In the step 1012, the overlapping operation is performed on a first gene fragment and a second gene fragment in the raw data with an overlapping sequence length being greater than or equal to a first sequence length threshold and with a sequence length after overlapping being greater than or equal to a second sequence length threshold, so as to obtain the sequence data with overlapping double-ended sequencing; and amplification sequence data in the raw data with an overlapping sequence length being less than the first sequence length threshold or with a sequence length after overlapping being less than the second sequence length threshold is taken as the sequence data with non-overlapping double-ended sequencing.
In an embodiment of the present disclosure, the first gene fragment R1 and the second gene fragment R2 may be two different gene fragments which are paired in original amplification gene sequencing data, respectively. A criterion for the overlapping operation is that an overlapping length of R1 and R2 is greater than or equal to a first sequence length threshold, and the first sequence length threshold can be any value from 10 bp to 20 bp, such as 10 bp, 15 bp and 20 bp, and an overlapped sequence length thereof is greater than or equal to the second sequence length threshold, and the second sequence length threshold can be any value from 100 bp to 150 bp, such as 100 bp, 125 bp and 150 bp. Therefore, it is possible to overlap the raw data that meets the overlapping criteria to obtain the sequence data with overlapping double-ended sequencing, and the raw data that do not meet the overlapping criteria can be used as the sequence data with non-overlapping double-ended sequencing. The service end can take the sequence data with overlapping double-ended sequencing and the sequence data with non-overlapping double-ended sequencing as the amplification sequence data for subsequent analysis.

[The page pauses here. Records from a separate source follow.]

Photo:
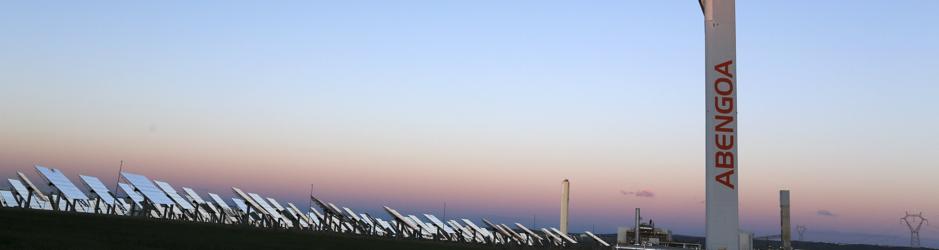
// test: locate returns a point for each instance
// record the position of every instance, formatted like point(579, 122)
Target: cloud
point(641, 193)
point(824, 212)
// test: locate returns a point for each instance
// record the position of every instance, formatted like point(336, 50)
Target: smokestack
point(565, 203)
point(636, 229)
point(786, 234)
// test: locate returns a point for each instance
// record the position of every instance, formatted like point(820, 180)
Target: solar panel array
point(63, 184)
point(98, 188)
point(147, 189)
point(169, 191)
point(138, 195)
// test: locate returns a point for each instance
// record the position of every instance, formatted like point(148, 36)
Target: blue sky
point(606, 92)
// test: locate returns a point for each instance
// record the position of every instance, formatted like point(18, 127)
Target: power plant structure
point(565, 204)
point(785, 228)
point(914, 222)
point(139, 196)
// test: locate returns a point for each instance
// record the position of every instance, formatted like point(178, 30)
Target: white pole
point(721, 125)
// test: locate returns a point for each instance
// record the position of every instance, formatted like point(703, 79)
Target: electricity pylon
point(914, 219)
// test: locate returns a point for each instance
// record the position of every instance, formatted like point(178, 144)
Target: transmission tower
point(918, 221)
point(801, 230)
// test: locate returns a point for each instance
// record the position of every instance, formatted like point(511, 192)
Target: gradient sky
point(484, 105)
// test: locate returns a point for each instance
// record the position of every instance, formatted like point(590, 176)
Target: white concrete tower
point(785, 227)
point(565, 203)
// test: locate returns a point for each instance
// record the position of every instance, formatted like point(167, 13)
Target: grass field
point(35, 229)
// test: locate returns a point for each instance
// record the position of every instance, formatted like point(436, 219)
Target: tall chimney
point(636, 229)
point(786, 234)
point(565, 203)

In the embodiment of the present disclosure, the amplification sequence data are overlapped, so that two-way alignment of the sequence data with overlapping double-ended sequencing can be realized for the amplification sequence data in a subsequent alignment process, with a higher accuracy of the alignment result than that of the non-overlapped gene sequence data.
Optionally, the source gene sequence data includes sequence data in a V gene family, sequence data in a D gene family and sequence data in a J gene family. Referring to
In the step 1021, the sequence data with overlapping double-ended sequencing and the sequence data with non-overlapping double-ended sequencing are aligned to the sequence data in the V gene family, the sequence data in the D gene family and the sequence data in the J gene family, respectively, so as to obtain a consistency alignment value of the sequence data with overlapping double-ended sequencing and the sequence data with non-overlapping double-ended sequencing.

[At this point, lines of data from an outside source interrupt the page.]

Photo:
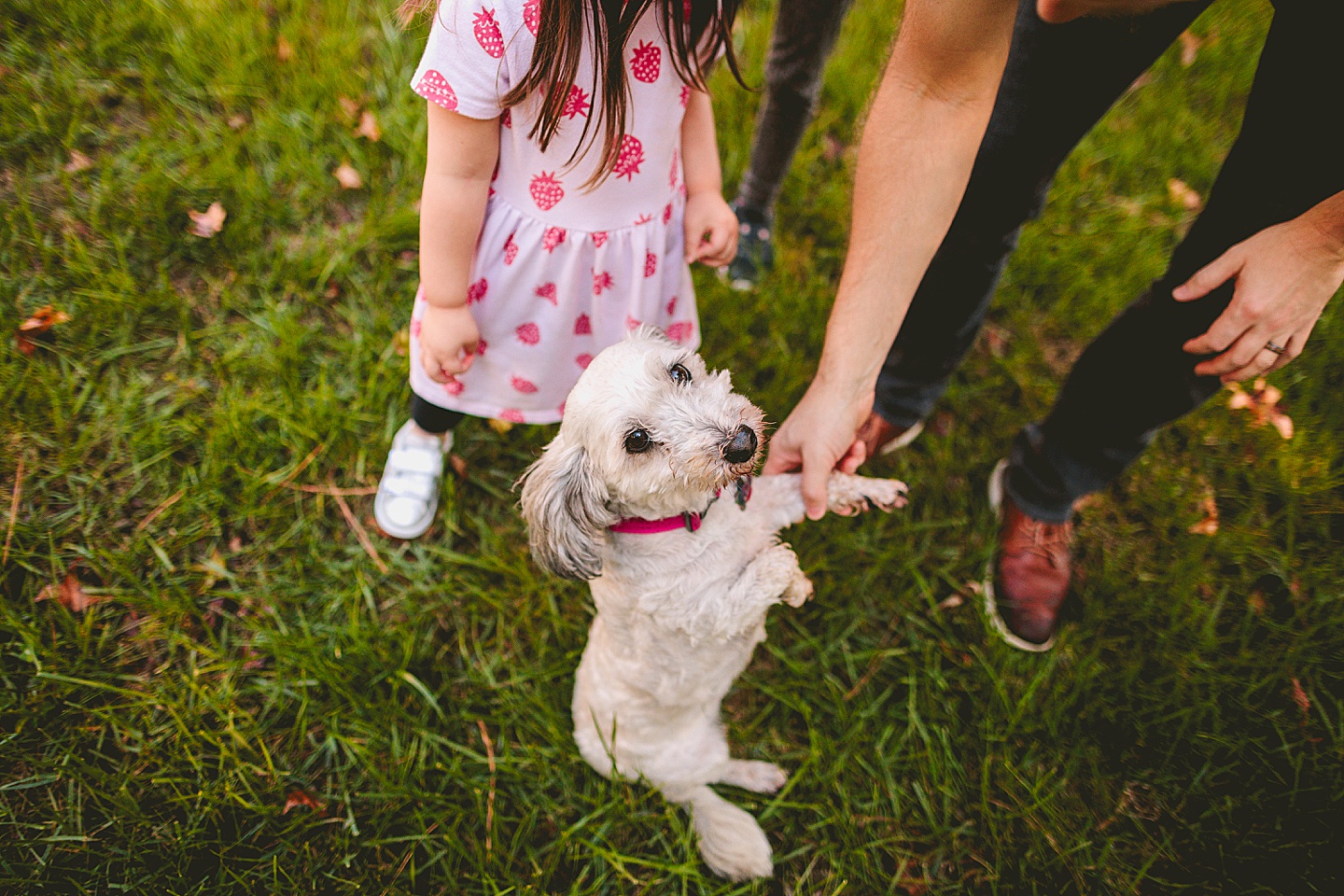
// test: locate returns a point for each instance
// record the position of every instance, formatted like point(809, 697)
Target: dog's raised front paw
point(848, 495)
point(754, 776)
point(799, 592)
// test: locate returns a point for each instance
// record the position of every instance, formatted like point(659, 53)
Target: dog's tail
point(732, 841)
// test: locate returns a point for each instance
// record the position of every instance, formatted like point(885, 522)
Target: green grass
point(246, 648)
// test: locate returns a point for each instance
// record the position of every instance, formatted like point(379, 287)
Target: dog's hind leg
point(750, 774)
point(732, 841)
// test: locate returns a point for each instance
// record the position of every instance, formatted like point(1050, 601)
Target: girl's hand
point(711, 230)
point(448, 342)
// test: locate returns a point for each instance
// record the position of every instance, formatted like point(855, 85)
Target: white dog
point(647, 492)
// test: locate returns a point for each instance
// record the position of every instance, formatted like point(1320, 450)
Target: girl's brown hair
point(696, 33)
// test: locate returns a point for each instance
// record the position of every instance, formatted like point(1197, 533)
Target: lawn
point(211, 684)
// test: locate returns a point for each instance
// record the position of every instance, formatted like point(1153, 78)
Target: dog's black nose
point(741, 448)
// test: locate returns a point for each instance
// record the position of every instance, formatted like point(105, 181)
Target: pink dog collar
point(690, 520)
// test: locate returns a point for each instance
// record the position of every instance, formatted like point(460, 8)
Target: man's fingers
point(854, 458)
point(1219, 336)
point(1207, 278)
point(1238, 355)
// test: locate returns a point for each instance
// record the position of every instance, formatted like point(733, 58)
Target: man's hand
point(820, 437)
point(711, 230)
point(448, 342)
point(1285, 274)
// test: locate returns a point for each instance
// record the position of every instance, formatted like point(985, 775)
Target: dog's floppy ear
point(565, 508)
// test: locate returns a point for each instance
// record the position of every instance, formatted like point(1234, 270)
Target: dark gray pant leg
point(804, 34)
point(1135, 378)
point(1058, 82)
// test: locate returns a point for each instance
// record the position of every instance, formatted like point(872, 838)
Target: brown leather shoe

In the step 1022, a sum of lengths of sequence data in the sequence data with overlapping double-ended sequencing with consistency alignment values to the sequence data in the V gene family, the sequence data in the D gene family and the sequence data in the J gene family being greater than or equal to the consistency alignment value threshold is taken as a comparable length of the sequence data with overlapping double-ended sequencing.
In the step 1023, the sequence data with overlapping double-ended sequencing with a comparable length less than a comparable length threshold is taken as the nonspecific amplification sequence data.
In the step 1024, sequence data in the sequence data with non-overlapping double-ended sequencing with consistency alignment values to the sequence data in the V gene family, the sequence data in the D gene family and the sequence data in the J gene family being smaller than the consistency alignment value threshold is taken as the nonspecific amplification sequence data.
It should be noted that the V, D and J gene families are three main gene families of a reproductive gene sequence of a human germ cell, and these three gene families are distributed in the reproductive gene sequence successively in an order of V, D and J.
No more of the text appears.